Keeping some of these things in
mind, I would like to take some time to talk about how this poem relates to
some of the other works we have looked at this semester. Since I would like to allow for some time for
discussion about any of these ideas, I am going to keep this discussion
relatively short and focus on discussion points more than on a discussion
itself.
For Annie Dillard’s book, For the Time Being, we get the feeling
that the “forests ancient as the hills enfolding sunny spots of greenery” are
some of the places that she brings her reader.
From China to a hospital’s delivery room, Dillard helps how similar some
of the most seemingly different situations, places, and people really are. Is “Xanado” really any different from the
archeological sights or the hospital or Israel or Rome?
In The Secular Scriptures, Northrop Frye says,
On the lower reaches of descent we find the night world, often a
dark and labyrinthine world of caves and shadows where the forest has turned
subterranean, and where we are surrounded by the shapes of animals. If the meander-and-descent patterns of Paleolithic
caves, along with the paintings on their walls, have anything like the same
kind of significance, we are here retracing what are, so far as we know, the
oldest imaginative steps of humanity. (111-2)
Does the river in the poem do anything besides meander and
descend?
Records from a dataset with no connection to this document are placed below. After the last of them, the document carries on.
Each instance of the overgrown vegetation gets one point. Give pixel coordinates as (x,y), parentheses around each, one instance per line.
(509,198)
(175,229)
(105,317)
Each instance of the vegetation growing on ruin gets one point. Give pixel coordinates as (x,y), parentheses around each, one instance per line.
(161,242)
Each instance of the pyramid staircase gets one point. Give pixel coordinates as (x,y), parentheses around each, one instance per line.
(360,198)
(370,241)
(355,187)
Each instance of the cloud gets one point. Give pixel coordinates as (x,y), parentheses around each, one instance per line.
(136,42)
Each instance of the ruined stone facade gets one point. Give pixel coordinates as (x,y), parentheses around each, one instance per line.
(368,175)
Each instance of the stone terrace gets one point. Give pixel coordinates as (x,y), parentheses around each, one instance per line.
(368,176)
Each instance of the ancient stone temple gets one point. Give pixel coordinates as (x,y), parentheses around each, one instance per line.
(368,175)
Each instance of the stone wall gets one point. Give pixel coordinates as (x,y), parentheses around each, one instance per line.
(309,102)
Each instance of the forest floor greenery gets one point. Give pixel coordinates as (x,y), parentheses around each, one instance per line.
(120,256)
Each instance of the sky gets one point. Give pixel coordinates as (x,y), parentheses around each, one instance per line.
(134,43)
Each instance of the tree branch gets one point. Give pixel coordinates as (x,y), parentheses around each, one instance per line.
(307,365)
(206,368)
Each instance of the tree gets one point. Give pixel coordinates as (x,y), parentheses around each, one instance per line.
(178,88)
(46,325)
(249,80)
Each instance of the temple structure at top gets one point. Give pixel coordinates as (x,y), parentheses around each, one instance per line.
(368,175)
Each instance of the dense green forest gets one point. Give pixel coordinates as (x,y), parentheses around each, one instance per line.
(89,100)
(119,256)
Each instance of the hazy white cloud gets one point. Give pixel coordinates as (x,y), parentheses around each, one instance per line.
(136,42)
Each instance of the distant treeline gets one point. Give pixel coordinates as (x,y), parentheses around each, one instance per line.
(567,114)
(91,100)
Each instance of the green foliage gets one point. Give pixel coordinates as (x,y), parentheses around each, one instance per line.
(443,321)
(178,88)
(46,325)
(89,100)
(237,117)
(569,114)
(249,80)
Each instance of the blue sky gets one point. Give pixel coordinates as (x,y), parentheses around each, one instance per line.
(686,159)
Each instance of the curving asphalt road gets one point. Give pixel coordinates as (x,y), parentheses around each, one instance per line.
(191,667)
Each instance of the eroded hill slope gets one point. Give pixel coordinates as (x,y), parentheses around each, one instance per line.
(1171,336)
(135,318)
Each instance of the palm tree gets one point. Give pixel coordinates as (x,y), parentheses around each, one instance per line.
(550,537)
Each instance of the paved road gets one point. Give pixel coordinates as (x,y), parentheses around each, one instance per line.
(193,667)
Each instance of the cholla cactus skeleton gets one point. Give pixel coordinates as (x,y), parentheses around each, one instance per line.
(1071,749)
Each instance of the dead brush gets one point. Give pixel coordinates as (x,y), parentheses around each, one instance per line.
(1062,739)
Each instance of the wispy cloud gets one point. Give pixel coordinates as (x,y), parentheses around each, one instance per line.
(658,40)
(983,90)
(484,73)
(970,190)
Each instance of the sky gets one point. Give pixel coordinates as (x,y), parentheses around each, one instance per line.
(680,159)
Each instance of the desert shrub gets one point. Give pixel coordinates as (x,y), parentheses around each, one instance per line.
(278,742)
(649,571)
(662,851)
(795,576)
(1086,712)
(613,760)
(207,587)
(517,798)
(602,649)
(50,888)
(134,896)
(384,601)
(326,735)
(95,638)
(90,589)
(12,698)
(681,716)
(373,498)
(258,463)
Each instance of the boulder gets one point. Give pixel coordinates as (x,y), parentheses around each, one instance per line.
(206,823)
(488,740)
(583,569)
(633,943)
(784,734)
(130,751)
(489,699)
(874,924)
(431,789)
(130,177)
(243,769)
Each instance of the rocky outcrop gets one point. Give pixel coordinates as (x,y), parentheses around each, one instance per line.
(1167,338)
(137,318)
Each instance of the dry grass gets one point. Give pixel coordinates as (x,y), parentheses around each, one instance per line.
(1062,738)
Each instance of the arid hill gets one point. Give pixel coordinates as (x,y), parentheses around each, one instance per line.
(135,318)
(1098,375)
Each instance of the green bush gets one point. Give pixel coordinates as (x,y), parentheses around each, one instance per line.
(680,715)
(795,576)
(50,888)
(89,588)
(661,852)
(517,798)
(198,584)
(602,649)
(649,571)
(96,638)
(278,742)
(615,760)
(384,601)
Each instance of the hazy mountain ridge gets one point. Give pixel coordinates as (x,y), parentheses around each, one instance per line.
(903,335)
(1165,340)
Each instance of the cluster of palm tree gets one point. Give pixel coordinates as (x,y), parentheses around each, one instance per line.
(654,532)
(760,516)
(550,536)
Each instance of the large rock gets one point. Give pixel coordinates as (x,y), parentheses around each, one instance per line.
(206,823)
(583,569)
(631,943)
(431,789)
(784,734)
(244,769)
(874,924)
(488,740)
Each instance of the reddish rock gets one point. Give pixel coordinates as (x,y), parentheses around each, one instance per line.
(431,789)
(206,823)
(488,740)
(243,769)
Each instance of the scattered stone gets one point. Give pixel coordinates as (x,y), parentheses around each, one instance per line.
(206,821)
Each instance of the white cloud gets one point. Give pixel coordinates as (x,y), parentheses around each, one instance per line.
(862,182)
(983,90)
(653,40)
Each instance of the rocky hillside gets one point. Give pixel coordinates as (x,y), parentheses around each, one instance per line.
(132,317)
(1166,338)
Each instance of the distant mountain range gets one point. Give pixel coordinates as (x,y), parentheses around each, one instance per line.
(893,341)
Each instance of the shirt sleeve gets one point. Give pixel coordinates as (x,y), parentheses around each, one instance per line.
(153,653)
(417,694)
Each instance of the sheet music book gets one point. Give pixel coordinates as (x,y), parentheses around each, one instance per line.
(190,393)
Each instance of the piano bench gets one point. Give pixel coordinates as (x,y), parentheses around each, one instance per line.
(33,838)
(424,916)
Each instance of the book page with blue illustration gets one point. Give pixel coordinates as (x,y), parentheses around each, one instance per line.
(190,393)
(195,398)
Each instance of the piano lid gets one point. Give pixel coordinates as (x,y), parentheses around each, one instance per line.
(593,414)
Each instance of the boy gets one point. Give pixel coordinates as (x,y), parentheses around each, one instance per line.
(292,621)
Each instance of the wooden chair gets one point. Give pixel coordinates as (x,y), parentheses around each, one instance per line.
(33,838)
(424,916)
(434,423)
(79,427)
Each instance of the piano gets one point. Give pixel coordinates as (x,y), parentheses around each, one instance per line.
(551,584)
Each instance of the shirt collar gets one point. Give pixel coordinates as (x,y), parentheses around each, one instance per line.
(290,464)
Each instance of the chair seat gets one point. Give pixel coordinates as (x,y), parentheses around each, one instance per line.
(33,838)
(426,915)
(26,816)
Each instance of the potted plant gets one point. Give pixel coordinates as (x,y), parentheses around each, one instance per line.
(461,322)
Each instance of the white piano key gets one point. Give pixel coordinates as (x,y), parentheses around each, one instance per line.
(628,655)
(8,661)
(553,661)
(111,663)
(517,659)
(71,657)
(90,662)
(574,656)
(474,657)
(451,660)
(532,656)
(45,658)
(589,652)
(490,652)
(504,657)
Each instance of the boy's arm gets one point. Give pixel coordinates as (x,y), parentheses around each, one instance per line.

In fact, Frye’s whole chapter
titled “Themes of Descent” feels as if he could have been writing about “Kubla
Khan” the entire time. From the strange
nature of the landscape, to the seemingly unintelligible language, to the fact
that Coleridge experienced this all in a dream only helps to make this fact
more apparent. Is this the creative
process? a series of rabbit-holes we all must fall down? And is it possible to
descend too far? Is this what Coleridge
did?
And finally, is
Mircea Eliade’s Myths, Dreams, and
Mysteries doing anything more than telling us to embrace those “Ancestral
voices” that Kubla hears and we all listen for?
If Coleridge has descended into an unknown land, perhaps his drug
induced stupor has made him privy to something we can only guess at: something
primal and grotesque. These are our
primitive desires, thoughts, and creations, and we should surrender ourselves
to them in order to get back in illo
tempore. Then, that before-time
place, in the world of the descent, did Coleridge, somehow, tap into the
collective imagination?
How do all of
these points relate to the other works of fiction that we have read and
discussed? To the poetry of “The Four
Quartets” and the prose of The Magus? Can Nicholas Urfe relate to the speaker’s
frustration at the end of “Kubla Khan?”
What do we learn about time and descent when we pair “The Four
Quartets,” Frye, and “Kubla Khan?” Is
Alison the demon lover? Or is Nick? Perhaps both?
While many of
these questions may not have definite answers, I am interested in knowing your
thoughts when viewing these works from a ‘Kubla-centeric’ perspective instead
of using The Magus as our starting
point as we have done for the second half of this semester.